Results: Of 150 study participants, mean age was 24.6 years (SD=4.5), 66.7% were female, 51.3% Hispanic/Latino, and 50.7% reported cannabis use. A large proportion of the sample (70.9%) reported exposure to someone with COVID-19, with CUs constituting the majority. About half (49.3%) of the sample lived or stayed with individuals experiencing COVID-19 symptoms or tested positive, of which 54.2% were CUs. Access to COVID-19 testing was high (98.0%) in the overall sample. A considerable proportion (97.3%) had undergone COVID-19 testing since the pandemic declaration. Notably, 58.6% of respondents testing positive for COVID-19 were CUs. Fear of transmitting the virus to someone else reported by 51.3% of NUs and 34.7% of CUs (p=0.040). A notable proportion (27.5%) expressed fear of being diagnosed with COVID-19: 41.5% were CUs. Since COVID-19 was declared a pandemic, 83.9% of the sample reported isolating themselves and of these 52.0% were NUs. While a majority received the COVID-19 vaccine (81.1%), the proportion differed significantly between CUs and NUs (72.0% vs 90.4%, p<.01). Furthermore, a higher percentage of non-users (75.4%) received the booster shot compared to cannabis users (54.9%, p=0.022). Among recipients experiencing side effects, 59.0% were non-users.

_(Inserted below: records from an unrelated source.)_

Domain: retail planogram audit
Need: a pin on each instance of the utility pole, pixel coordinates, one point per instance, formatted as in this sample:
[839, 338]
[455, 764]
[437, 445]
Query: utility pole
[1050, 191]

Conclusion: Findings revealed that CUs had higher prevalence of self-reported exposure to the virus and lower engagement in preventive measures, such as self-isolation. Notably, disparities in vaccine uptake and booster shot receipt highlight the need for tailored public health interventions to address the unique challenges and perceptions within the CU population during the ongoing pandemic.